As other noble Lords have mentioned, the climate was once fixed, determined by Mother Nature. Today, we live in what climate scientists call the age of the Anthropocene, in which human activity is the dominant influence on our weather and the wider environment. This is amazing and disturbing.
To be topical, coronavirus, as was just mentioned, has spread more rapidly, and globally, than any other pandemic before. We simply do not know at this point how disruptive or otherwise its impact will prove, but its economic impact could be huge. We have to learn from this experience to try to act pre-emptively in the future and to connect the short and the long term.
The Bill from the noble Lord, Lord Bird, focuses on the well-being of future generations; it is an invitation to think positively, and I 100% approve of that. I have focused so far on risks, but I am not pessimistic about the future. The world in which we live today is a high-opportunity, high-risk world. The opportunities are at least as great as the risks, especially if we can learn to anticipate and manage them properly. We just do not know how the balance between the two will pan out, but I deliberately put the notion of opportunity first.
Consider once more coronavirus, which never goes out of our consciousness these days. It is much more global, as I said, than any previous pandemic, yet science and medicine are now global too. AI can help us break down the genetic composition of a virus—the Chinese have made some progress on this—and perhaps lead much more rapidly to treatments or antidotes than was true in the past.
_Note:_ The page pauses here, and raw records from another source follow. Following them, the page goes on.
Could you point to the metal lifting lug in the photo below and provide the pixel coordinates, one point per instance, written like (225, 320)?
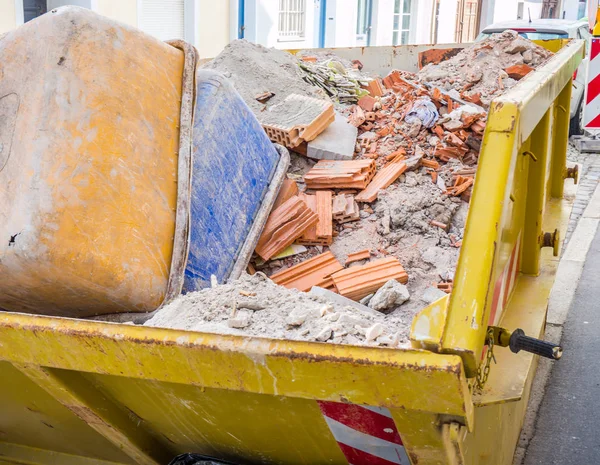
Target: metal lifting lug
(573, 173)
(551, 240)
(517, 341)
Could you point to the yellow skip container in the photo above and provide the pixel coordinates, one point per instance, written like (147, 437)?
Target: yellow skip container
(89, 137)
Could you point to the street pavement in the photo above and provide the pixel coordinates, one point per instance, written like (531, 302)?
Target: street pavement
(568, 425)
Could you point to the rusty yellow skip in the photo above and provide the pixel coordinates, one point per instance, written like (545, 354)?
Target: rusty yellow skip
(78, 392)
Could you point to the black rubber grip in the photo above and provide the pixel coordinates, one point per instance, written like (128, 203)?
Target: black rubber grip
(518, 341)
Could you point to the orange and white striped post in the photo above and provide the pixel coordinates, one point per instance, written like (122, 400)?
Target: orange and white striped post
(591, 112)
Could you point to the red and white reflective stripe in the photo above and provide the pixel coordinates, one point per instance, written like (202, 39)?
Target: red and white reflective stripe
(505, 283)
(366, 435)
(591, 113)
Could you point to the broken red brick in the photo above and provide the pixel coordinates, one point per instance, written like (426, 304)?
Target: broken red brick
(435, 56)
(367, 103)
(375, 88)
(518, 71)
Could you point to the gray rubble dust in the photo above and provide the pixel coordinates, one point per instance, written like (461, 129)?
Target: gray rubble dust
(255, 69)
(255, 306)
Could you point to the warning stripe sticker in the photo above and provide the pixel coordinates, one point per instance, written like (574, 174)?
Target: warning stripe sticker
(591, 113)
(505, 284)
(365, 435)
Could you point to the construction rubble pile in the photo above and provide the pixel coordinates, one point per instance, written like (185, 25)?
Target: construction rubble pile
(367, 228)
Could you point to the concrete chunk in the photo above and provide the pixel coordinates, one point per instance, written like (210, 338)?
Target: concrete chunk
(337, 142)
(339, 299)
(391, 294)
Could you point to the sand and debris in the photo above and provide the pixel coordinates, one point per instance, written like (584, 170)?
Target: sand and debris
(255, 69)
(255, 306)
(437, 117)
(478, 72)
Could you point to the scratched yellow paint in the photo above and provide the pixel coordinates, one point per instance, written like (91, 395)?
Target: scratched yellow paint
(123, 394)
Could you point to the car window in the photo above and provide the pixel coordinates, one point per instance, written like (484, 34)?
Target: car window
(531, 35)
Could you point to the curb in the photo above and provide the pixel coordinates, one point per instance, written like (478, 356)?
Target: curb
(561, 297)
(571, 264)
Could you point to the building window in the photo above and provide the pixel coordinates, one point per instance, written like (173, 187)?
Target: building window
(164, 19)
(292, 19)
(402, 17)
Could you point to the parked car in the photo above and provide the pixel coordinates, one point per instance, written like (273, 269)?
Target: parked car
(545, 29)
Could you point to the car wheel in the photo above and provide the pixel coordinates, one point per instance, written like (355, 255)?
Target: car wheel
(576, 123)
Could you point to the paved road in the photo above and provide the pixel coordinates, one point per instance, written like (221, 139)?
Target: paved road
(568, 428)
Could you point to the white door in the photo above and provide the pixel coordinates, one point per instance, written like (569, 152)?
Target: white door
(164, 19)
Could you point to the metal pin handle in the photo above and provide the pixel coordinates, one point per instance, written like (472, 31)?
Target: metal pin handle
(518, 341)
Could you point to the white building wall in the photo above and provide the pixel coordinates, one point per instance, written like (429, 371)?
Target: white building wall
(506, 10)
(570, 9)
(421, 25)
(382, 32)
(533, 7)
(341, 23)
(447, 22)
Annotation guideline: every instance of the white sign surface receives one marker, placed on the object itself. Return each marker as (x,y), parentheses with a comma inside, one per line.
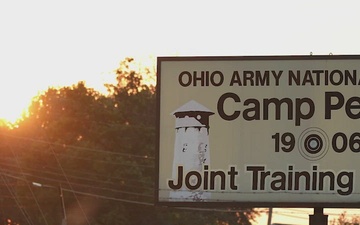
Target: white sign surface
(261,131)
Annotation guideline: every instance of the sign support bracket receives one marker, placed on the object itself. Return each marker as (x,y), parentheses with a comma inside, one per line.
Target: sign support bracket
(318,218)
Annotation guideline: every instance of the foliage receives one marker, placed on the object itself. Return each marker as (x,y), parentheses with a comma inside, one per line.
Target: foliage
(344,220)
(99,151)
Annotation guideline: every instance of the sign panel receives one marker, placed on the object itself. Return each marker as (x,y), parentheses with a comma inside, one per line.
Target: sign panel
(259,131)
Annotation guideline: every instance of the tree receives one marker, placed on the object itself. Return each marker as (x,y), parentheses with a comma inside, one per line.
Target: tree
(100,150)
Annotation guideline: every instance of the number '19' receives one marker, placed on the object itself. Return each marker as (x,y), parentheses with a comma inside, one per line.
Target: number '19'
(285,142)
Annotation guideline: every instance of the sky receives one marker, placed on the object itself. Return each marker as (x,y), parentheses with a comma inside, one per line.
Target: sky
(58,43)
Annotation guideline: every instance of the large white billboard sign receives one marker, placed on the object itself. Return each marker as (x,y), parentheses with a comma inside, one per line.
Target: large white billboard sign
(260,131)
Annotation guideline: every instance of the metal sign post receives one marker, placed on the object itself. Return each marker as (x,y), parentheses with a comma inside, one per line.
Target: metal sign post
(318,218)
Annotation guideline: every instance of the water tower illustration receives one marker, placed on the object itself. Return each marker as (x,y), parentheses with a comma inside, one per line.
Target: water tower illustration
(191,149)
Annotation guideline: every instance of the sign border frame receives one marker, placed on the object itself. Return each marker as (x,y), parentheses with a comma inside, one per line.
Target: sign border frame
(217,204)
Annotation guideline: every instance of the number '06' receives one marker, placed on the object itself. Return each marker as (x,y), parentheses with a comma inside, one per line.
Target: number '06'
(340,142)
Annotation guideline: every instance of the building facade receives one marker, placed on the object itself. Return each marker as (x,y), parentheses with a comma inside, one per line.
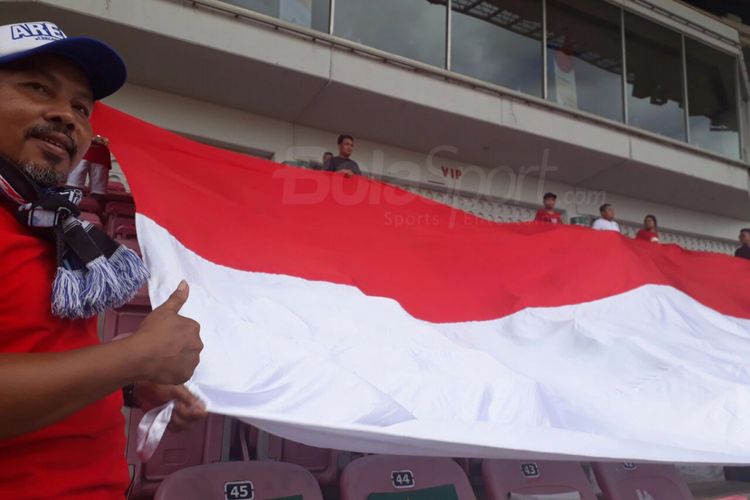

The framework proposed in the Bill is well thought through, drawn as it is, in some part, from the Welsh experience. As has been noted, around the world, we see discontent with the framework of western democracy. The public see politicians like us squabbling over day-to-day decisions, while the world seems dislocated and even dangerous. The thinking embodied in the Bill can, I hope, contribute to remedying this situation, especially when coupled with the direct participation of citizens in the way that is proposed. I give it my strong support and hope that the Government will seek to pilot it into law. I hope that it gets wide cross-party backing.